On our trip we stopped in Durango, Colorado to visit our grandson. He took us on a picnic up, up to a clear mountain lake high in the pines. We inhaled the air, refreshing yet still hinting at the smell of the destructive fires that had recently swept through the forests below. We filled our eyes and souls with the wonder of God’s beauty and provision. We drank in these precious hours with our handsome, strong nature-loving grandson and the gift of being with him this day. This moment. This place.
We went on to visit the Grand Canyon, which I had never actually seen because we had always passed it in the night, even once parking the bus on the rim of it so our driver could sleep a few hours.
We had planned to stay where we could watch the sun slip from full day to sunset, casting ever-changing shadows and revelations of color at day’s end. What candy for eyes it turned out to be! Every artist must long for paint and a canvas, yet knowing that this changing panorama could never be captured in a painting. We stayed in a rustic lodge and went back the next morning to see what tricks dawn had up its sleeve. Turned out morning had more light-shows that we could have imagined!
The canyon, our sweet picnic by a mountain lake, and the visits to the archives of three American Presidents was a study in perspective for me. It reminded me that relationships are more enduring than power or politics. It made me remember that each of us is a motley mix of strengths and weaknesses, even those who hold the highest offices in our land or positions of power in the world. We each—even Presidents—are a combination of great gifts and fragile flaws, or, as Shakespeare said, a “brief candle...a poor player who struts and frets his hour on the stage and then is heard no more.”
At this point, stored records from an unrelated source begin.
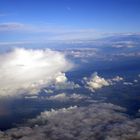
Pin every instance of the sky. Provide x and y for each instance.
(25, 21)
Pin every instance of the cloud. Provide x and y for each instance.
(63, 97)
(96, 82)
(26, 70)
(94, 122)
(11, 26)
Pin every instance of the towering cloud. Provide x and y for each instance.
(27, 70)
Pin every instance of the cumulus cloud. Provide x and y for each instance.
(13, 26)
(94, 122)
(63, 97)
(96, 82)
(26, 70)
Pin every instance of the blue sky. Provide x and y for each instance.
(42, 20)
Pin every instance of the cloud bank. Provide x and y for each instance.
(94, 122)
(27, 70)
(96, 82)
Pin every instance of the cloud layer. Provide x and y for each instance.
(23, 71)
(94, 122)
(96, 82)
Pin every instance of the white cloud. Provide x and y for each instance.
(63, 97)
(117, 79)
(128, 83)
(95, 82)
(23, 70)
(12, 26)
(94, 122)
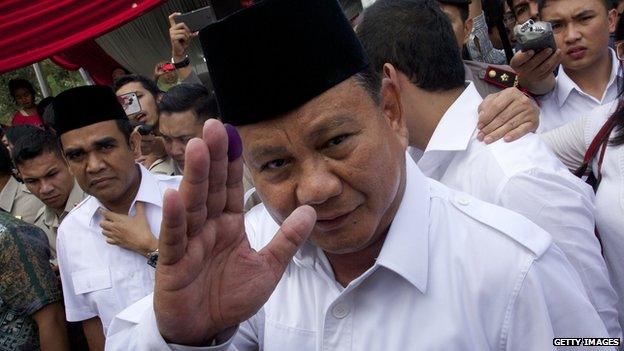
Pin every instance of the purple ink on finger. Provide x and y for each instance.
(235, 144)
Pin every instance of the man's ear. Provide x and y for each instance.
(390, 102)
(468, 25)
(612, 16)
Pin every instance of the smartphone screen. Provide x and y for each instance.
(130, 103)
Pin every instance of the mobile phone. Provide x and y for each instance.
(145, 129)
(196, 20)
(130, 103)
(167, 67)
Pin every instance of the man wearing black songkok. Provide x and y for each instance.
(352, 248)
(101, 250)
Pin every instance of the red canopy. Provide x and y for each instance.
(33, 30)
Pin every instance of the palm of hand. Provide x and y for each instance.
(208, 277)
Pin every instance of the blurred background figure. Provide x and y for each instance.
(23, 95)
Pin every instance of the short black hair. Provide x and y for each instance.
(190, 97)
(146, 83)
(6, 164)
(15, 133)
(416, 37)
(35, 144)
(20, 83)
(541, 3)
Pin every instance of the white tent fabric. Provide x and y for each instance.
(140, 44)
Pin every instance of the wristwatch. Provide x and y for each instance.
(152, 258)
(182, 63)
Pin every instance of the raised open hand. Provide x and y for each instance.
(208, 277)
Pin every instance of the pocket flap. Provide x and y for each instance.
(91, 280)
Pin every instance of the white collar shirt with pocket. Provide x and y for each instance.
(526, 177)
(100, 279)
(568, 102)
(454, 273)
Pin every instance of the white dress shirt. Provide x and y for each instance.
(526, 177)
(100, 279)
(454, 273)
(567, 101)
(570, 143)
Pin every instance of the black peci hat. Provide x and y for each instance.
(277, 55)
(80, 107)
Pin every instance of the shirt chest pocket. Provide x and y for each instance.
(279, 336)
(96, 286)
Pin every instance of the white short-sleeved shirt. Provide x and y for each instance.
(100, 279)
(567, 101)
(454, 273)
(526, 177)
(570, 143)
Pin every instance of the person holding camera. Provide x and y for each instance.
(589, 73)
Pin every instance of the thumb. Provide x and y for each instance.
(292, 234)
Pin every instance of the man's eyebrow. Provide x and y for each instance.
(105, 141)
(265, 151)
(584, 13)
(324, 128)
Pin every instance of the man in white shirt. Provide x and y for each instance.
(384, 259)
(523, 175)
(589, 74)
(99, 279)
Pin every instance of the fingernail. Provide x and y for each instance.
(235, 144)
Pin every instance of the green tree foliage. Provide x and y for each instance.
(58, 80)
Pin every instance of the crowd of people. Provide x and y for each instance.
(410, 179)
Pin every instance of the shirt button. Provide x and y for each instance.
(464, 201)
(340, 310)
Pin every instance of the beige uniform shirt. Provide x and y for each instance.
(165, 166)
(18, 201)
(49, 222)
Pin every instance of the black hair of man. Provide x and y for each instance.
(464, 8)
(190, 97)
(34, 145)
(416, 37)
(15, 133)
(541, 3)
(20, 83)
(145, 82)
(6, 165)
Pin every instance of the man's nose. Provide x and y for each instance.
(317, 183)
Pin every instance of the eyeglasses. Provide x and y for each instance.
(619, 50)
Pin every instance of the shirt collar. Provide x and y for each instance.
(405, 249)
(76, 196)
(458, 124)
(565, 84)
(149, 192)
(7, 195)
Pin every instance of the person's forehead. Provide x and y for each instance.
(570, 7)
(85, 137)
(131, 88)
(39, 165)
(343, 104)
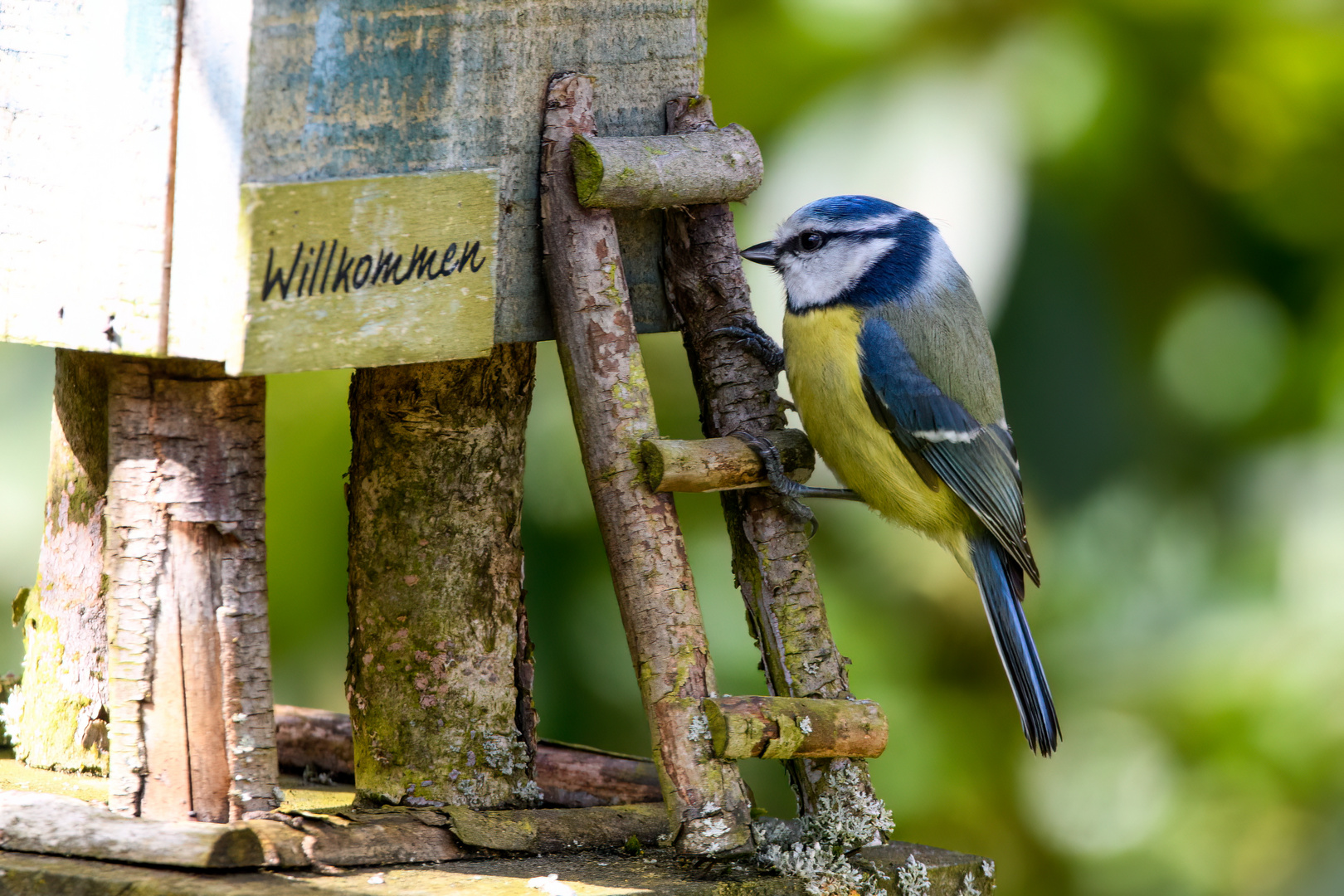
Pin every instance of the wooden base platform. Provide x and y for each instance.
(587, 874)
(596, 872)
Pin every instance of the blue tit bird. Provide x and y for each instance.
(893, 373)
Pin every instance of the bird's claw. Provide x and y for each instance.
(756, 342)
(778, 480)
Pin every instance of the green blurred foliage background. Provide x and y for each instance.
(1148, 197)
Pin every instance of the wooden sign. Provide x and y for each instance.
(190, 105)
(370, 270)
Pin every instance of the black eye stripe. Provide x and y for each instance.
(810, 241)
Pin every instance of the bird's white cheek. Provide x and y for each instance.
(819, 278)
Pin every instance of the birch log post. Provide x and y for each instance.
(188, 659)
(613, 411)
(60, 712)
(771, 559)
(440, 672)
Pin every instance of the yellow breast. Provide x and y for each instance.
(821, 358)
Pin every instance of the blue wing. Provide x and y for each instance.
(976, 460)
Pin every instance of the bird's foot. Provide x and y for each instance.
(786, 488)
(756, 342)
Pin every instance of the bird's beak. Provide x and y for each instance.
(761, 254)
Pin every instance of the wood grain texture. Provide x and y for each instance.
(379, 88)
(284, 91)
(714, 465)
(552, 830)
(569, 777)
(186, 548)
(576, 777)
(69, 826)
(371, 270)
(668, 169)
(61, 705)
(771, 558)
(85, 90)
(793, 727)
(438, 677)
(613, 412)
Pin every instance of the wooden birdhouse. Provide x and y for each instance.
(197, 192)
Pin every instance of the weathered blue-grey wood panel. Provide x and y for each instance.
(346, 88)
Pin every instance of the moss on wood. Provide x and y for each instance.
(438, 676)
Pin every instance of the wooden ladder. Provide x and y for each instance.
(810, 720)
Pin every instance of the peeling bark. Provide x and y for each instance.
(771, 559)
(191, 724)
(440, 666)
(60, 711)
(613, 412)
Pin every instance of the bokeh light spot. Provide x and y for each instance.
(1220, 358)
(1107, 789)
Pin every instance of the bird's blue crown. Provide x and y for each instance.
(917, 260)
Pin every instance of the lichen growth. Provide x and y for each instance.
(913, 879)
(11, 711)
(821, 850)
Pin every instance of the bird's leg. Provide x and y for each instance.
(789, 489)
(756, 342)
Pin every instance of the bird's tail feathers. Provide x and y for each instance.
(1001, 581)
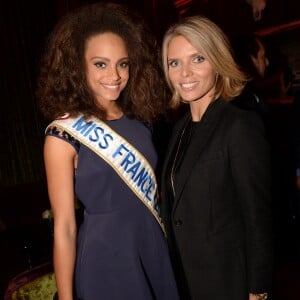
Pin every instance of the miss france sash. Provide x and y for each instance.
(125, 159)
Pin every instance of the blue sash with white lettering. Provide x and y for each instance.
(125, 159)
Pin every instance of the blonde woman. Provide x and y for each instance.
(216, 176)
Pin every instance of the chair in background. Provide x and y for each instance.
(37, 283)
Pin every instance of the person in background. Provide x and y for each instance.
(102, 85)
(215, 183)
(250, 55)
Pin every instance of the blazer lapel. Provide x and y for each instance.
(199, 139)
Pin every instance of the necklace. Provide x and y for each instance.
(176, 156)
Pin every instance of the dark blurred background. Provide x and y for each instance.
(25, 237)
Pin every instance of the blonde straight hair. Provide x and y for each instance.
(214, 45)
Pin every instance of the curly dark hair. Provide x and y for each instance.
(62, 83)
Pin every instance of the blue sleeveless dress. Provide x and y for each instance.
(122, 253)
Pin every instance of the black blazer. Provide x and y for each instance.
(220, 219)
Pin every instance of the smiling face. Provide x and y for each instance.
(191, 75)
(107, 64)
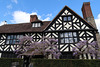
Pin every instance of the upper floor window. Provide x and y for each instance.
(13, 39)
(36, 25)
(67, 18)
(68, 37)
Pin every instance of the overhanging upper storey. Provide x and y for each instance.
(67, 20)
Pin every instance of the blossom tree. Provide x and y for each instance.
(83, 47)
(29, 48)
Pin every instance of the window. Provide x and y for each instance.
(36, 25)
(67, 18)
(13, 39)
(68, 37)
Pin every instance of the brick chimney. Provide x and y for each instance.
(87, 13)
(33, 18)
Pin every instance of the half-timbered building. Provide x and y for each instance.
(67, 26)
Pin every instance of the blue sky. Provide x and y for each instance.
(18, 11)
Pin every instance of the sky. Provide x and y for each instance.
(19, 11)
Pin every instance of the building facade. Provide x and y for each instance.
(67, 26)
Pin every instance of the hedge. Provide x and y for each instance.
(7, 62)
(65, 63)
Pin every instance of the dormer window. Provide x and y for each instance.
(67, 18)
(36, 25)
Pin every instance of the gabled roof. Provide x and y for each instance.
(23, 27)
(27, 27)
(74, 13)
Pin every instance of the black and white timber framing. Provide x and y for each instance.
(68, 27)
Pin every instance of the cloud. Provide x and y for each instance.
(9, 6)
(24, 17)
(15, 1)
(47, 19)
(2, 23)
(98, 22)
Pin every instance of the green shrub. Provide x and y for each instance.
(7, 62)
(65, 63)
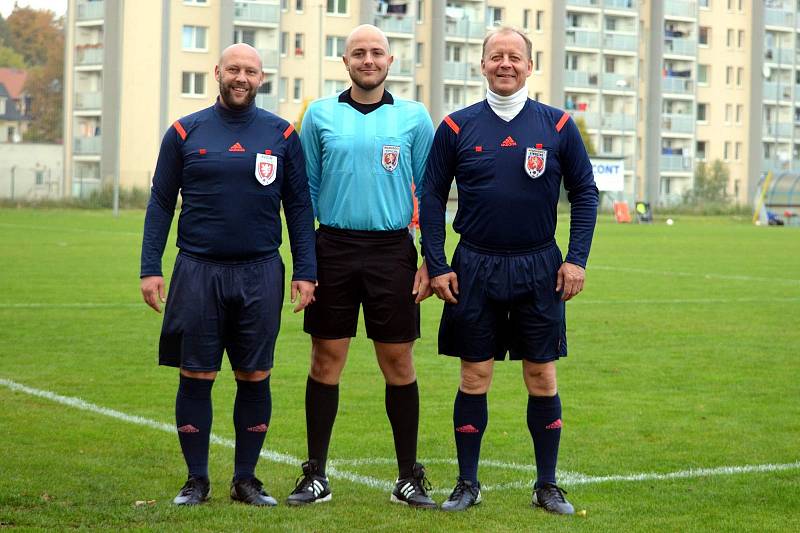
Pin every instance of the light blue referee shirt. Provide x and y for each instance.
(360, 166)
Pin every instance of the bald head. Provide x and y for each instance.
(366, 33)
(239, 52)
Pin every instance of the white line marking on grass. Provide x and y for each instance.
(695, 274)
(565, 477)
(276, 457)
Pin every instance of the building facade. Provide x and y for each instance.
(660, 85)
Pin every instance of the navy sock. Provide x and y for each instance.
(252, 411)
(402, 408)
(470, 417)
(322, 403)
(544, 423)
(193, 418)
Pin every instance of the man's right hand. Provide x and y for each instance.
(153, 291)
(445, 287)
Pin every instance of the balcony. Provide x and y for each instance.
(256, 13)
(87, 145)
(677, 85)
(456, 70)
(88, 101)
(580, 79)
(90, 11)
(680, 46)
(677, 123)
(392, 24)
(676, 163)
(269, 57)
(617, 82)
(680, 8)
(620, 42)
(267, 101)
(88, 55)
(583, 38)
(465, 29)
(778, 17)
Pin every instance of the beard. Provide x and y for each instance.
(226, 93)
(367, 85)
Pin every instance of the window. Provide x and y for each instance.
(297, 93)
(702, 74)
(704, 35)
(334, 46)
(702, 110)
(194, 38)
(337, 7)
(494, 16)
(193, 84)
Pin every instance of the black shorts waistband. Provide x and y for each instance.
(393, 234)
(495, 250)
(240, 261)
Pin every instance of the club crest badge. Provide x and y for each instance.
(390, 157)
(535, 161)
(266, 168)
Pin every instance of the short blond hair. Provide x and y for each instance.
(505, 30)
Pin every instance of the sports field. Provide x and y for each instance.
(681, 394)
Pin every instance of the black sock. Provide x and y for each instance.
(252, 411)
(193, 416)
(470, 417)
(544, 423)
(402, 408)
(322, 403)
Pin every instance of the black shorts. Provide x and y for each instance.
(506, 303)
(375, 269)
(215, 306)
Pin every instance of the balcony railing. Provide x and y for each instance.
(617, 41)
(395, 24)
(677, 123)
(680, 8)
(677, 85)
(676, 163)
(259, 13)
(89, 56)
(88, 101)
(583, 38)
(465, 29)
(267, 101)
(456, 70)
(269, 57)
(87, 145)
(90, 10)
(680, 46)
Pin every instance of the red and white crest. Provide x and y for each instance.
(266, 168)
(535, 161)
(390, 157)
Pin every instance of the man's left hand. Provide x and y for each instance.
(306, 292)
(570, 280)
(422, 283)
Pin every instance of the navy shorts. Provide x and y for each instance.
(506, 303)
(375, 269)
(214, 306)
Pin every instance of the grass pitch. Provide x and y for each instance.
(681, 394)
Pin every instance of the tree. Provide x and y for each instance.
(710, 184)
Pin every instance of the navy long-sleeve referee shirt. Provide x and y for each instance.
(233, 170)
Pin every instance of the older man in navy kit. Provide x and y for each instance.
(234, 165)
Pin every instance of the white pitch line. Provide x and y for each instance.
(734, 277)
(276, 457)
(565, 477)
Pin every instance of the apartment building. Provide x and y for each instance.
(661, 85)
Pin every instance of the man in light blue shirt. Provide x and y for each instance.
(364, 149)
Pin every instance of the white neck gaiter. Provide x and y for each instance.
(507, 107)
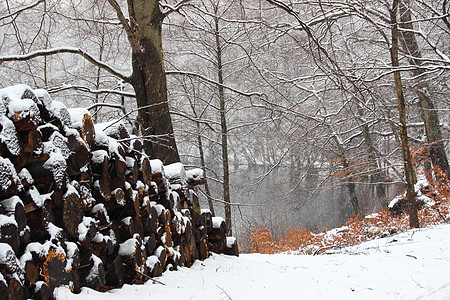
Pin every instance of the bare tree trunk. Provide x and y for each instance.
(351, 188)
(422, 90)
(203, 164)
(375, 175)
(409, 172)
(149, 80)
(224, 129)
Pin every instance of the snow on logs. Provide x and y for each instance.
(82, 205)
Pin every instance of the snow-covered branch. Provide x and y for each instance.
(14, 13)
(209, 80)
(53, 51)
(89, 90)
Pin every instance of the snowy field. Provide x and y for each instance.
(411, 265)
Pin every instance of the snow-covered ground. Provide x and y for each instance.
(410, 265)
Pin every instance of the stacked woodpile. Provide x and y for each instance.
(82, 205)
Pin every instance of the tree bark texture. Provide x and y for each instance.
(407, 161)
(429, 113)
(149, 81)
(224, 130)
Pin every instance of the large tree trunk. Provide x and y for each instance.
(375, 175)
(422, 90)
(351, 187)
(149, 81)
(224, 130)
(407, 161)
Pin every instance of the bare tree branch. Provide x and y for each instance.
(53, 51)
(126, 25)
(21, 10)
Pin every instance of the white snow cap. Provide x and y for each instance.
(77, 116)
(195, 174)
(157, 166)
(217, 221)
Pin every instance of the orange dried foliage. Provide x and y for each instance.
(380, 224)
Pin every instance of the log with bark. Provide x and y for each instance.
(83, 205)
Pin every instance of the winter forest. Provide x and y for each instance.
(301, 114)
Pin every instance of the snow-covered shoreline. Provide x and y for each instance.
(410, 265)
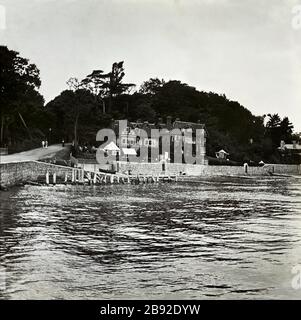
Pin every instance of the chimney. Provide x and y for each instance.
(168, 121)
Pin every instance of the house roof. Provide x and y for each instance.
(129, 151)
(146, 126)
(111, 147)
(223, 151)
(291, 147)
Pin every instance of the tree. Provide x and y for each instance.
(107, 85)
(274, 121)
(19, 82)
(152, 86)
(76, 115)
(286, 130)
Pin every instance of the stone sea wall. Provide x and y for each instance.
(15, 173)
(21, 172)
(205, 170)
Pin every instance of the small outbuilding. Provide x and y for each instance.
(222, 154)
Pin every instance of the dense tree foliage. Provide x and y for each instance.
(22, 116)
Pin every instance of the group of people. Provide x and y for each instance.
(45, 144)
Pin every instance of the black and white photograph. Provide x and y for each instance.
(150, 150)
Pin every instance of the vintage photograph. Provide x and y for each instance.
(150, 150)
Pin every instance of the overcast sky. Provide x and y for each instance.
(246, 49)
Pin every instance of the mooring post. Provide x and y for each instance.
(47, 177)
(82, 176)
(66, 177)
(72, 176)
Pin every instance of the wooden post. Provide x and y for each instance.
(82, 176)
(47, 177)
(72, 176)
(66, 177)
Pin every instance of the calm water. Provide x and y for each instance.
(218, 239)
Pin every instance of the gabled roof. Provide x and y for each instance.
(223, 151)
(111, 147)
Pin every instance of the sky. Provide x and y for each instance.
(245, 49)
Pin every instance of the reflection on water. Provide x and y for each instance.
(215, 238)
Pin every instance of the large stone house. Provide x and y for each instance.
(177, 132)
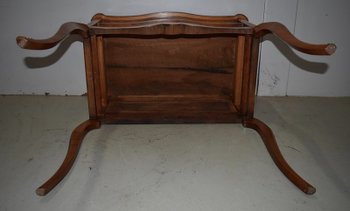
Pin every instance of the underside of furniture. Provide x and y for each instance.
(172, 67)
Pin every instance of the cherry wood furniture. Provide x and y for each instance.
(172, 67)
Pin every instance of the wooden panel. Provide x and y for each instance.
(169, 66)
(205, 53)
(163, 81)
(171, 109)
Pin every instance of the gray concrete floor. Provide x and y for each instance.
(175, 166)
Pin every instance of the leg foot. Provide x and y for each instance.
(270, 142)
(73, 149)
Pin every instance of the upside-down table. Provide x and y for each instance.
(172, 67)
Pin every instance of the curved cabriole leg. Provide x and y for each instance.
(270, 142)
(73, 149)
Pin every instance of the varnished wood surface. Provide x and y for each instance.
(270, 142)
(73, 149)
(172, 67)
(284, 34)
(65, 30)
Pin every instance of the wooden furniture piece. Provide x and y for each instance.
(172, 67)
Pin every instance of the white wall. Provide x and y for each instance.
(61, 70)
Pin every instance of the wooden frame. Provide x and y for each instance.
(172, 67)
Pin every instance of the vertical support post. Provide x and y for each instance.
(89, 79)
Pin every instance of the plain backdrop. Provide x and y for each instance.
(282, 71)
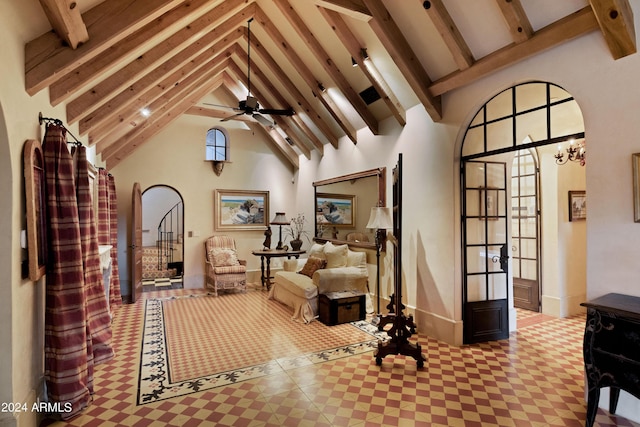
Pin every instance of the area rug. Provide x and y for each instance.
(198, 342)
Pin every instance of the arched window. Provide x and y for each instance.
(217, 145)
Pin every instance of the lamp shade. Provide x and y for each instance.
(280, 219)
(380, 217)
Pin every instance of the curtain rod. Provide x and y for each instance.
(58, 122)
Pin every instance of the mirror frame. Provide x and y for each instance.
(381, 173)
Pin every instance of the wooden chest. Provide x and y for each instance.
(341, 307)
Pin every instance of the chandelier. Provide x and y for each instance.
(576, 152)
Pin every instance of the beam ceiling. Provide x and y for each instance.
(108, 62)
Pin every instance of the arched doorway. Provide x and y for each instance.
(162, 238)
(527, 116)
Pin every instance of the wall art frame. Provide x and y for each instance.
(577, 205)
(241, 210)
(336, 209)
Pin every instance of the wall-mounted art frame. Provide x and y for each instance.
(577, 205)
(336, 209)
(635, 158)
(36, 207)
(241, 210)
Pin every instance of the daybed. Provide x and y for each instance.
(328, 268)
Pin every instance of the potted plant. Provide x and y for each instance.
(296, 231)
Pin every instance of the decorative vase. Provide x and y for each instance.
(296, 244)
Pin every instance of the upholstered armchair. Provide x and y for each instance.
(223, 268)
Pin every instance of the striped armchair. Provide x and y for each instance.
(223, 268)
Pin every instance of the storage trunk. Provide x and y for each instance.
(341, 307)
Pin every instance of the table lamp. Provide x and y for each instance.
(280, 219)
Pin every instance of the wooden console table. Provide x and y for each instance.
(265, 275)
(611, 349)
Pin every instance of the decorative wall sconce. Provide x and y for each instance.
(576, 152)
(218, 166)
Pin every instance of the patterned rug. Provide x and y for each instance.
(198, 342)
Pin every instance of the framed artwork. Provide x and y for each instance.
(241, 210)
(636, 186)
(336, 209)
(36, 208)
(577, 205)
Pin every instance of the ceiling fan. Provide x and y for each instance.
(250, 105)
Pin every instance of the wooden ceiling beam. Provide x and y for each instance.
(328, 64)
(517, 20)
(283, 121)
(306, 74)
(124, 108)
(450, 34)
(64, 16)
(404, 57)
(170, 97)
(565, 29)
(615, 18)
(81, 76)
(261, 96)
(292, 90)
(142, 92)
(349, 40)
(161, 117)
(211, 24)
(48, 59)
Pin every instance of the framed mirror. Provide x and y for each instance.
(342, 206)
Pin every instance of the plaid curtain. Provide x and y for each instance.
(108, 231)
(68, 352)
(97, 310)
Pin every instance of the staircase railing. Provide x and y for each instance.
(170, 226)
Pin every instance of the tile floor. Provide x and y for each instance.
(535, 378)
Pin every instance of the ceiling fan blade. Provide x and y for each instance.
(262, 120)
(231, 117)
(219, 105)
(277, 112)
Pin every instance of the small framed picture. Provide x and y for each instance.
(577, 205)
(335, 209)
(241, 210)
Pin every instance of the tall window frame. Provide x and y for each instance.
(217, 145)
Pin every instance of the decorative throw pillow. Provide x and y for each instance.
(312, 265)
(317, 250)
(336, 255)
(223, 257)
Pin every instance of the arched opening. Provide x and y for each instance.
(162, 238)
(533, 119)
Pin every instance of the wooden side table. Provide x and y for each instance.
(611, 349)
(265, 275)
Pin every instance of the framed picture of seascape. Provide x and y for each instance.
(241, 209)
(336, 209)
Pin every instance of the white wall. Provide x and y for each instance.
(606, 90)
(175, 157)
This Presidents’ Month I want to remember to appreciate the gifts of national leadership we have been given over more than two centuries and be grateful. I want to remember that only God is God and His Kingdom is not of this earth; it is an invisible Kingdom built mysteriously in the hearts of those who believe. I want to remind myself, too, that this Kingdom’s work can never be achieved by earth’s systems, but only by each believer being faithful to feed the hungry, clothe the naked, take care of the children, lift up the fallen, embrace the lonely, and pray for both our leaders and the powerless.